こういったイベントに、アウディが協賛しているのはなぜか。アウディ ジャパンでマーケティング本部長を務めるシルケ・ミクシェ氏は「スポンサーシップがすぐにクルマの販売に結びつくわけではないが、ブランドを知ってもらうためにはいい機会だ。日本では欧州に比べ歴史が短く、そこまでアウディのブランドが浸透していないとも思うので」と話す。
自動車業界のトレンドは「所有」から「使用」へ
「クルマ自体の技術に関心がない人でも、アウディのブランドには共感してもらえるかもしれない。そういったターゲット層にリーチすることもできる」とも語ったミクシェ氏。この言葉を聞いて思い出したのは、アウディなどのプレミアムカーブランドにとって、顧客層の若返りが課題となっているという話だ。年配のアウディファンが、クルマの技術的な側面に無関心とは思えない。おそらく、ミクシェ氏が言及しているのは若くて、将来的にアウディの顧客になるかもしれない人達のことだろう。

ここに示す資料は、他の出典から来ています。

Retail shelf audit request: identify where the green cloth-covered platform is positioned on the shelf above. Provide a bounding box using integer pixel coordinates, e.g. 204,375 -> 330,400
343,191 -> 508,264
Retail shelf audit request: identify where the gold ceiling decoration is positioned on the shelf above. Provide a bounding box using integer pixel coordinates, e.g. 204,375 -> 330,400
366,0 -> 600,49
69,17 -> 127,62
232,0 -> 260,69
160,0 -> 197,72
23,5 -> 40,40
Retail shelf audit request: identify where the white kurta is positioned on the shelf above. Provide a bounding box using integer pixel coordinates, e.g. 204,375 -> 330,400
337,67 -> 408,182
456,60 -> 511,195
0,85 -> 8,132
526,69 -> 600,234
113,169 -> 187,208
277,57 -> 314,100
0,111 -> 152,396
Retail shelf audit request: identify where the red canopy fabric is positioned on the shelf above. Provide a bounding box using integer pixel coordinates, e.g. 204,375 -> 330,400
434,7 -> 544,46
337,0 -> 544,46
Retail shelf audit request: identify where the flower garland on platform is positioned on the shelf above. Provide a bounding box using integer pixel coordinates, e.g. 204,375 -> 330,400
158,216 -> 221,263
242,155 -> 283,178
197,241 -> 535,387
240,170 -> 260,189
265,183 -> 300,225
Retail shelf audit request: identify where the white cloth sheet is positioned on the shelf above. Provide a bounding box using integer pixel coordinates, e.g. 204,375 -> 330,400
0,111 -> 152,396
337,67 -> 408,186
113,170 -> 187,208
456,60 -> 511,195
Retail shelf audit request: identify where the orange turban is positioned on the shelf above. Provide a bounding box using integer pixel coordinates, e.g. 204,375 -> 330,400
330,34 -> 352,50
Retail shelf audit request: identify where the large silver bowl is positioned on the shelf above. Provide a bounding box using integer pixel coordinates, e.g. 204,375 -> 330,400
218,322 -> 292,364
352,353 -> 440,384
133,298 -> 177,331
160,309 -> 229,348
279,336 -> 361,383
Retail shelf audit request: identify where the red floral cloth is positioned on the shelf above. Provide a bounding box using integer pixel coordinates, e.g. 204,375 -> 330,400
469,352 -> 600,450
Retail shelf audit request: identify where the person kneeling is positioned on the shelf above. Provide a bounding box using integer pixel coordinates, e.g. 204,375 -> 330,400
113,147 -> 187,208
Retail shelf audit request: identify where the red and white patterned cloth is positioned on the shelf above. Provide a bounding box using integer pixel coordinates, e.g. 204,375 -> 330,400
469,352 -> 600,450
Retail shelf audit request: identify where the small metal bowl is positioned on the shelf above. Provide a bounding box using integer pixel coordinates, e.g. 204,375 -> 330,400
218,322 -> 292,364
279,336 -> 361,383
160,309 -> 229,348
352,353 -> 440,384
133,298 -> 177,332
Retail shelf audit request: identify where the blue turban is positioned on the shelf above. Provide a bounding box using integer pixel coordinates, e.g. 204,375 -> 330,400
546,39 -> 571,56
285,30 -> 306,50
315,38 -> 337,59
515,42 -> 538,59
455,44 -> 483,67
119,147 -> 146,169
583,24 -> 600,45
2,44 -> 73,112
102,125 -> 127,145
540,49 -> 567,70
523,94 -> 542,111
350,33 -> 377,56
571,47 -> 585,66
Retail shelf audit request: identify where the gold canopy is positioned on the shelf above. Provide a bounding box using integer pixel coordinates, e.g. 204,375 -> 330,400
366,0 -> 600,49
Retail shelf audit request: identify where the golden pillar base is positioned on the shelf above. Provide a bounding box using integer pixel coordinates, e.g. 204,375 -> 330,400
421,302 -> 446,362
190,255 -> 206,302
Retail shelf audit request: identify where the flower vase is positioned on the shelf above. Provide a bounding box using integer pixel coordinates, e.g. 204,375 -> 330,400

「(クルマの)所有から使用へという流れが進めば、ブランドの持っている世界観やライフスタイルが今以上に大事になる」。ミクシェ氏はカーシェアリングの進展により、クルマが買って所有するモノから必要な時にだけ使うモノへと変化していくかもしれない現状を踏まえ、ブランド戦略の重要性を語った。確かに、シェアリングで使うクルマを選ぶ場合は、メンテナンスのしやすさなどの現実的な側面よりも、そのクルマが好きであるとか、一度は乗ってみたかったとかいうような理由で判断しそうなので、ブランドイメージは大事になるだろう。
ブランドで若年層に訴求するには、プレミアム感の他にもさまざまな見せ方が必要になる。そういった意味で、多様なジャンルから気鋭のイノベーターを選んで顕彰する今回のイベントは、アウディブランドへの間口を広げる取り組みとして効果的なのかもしれない。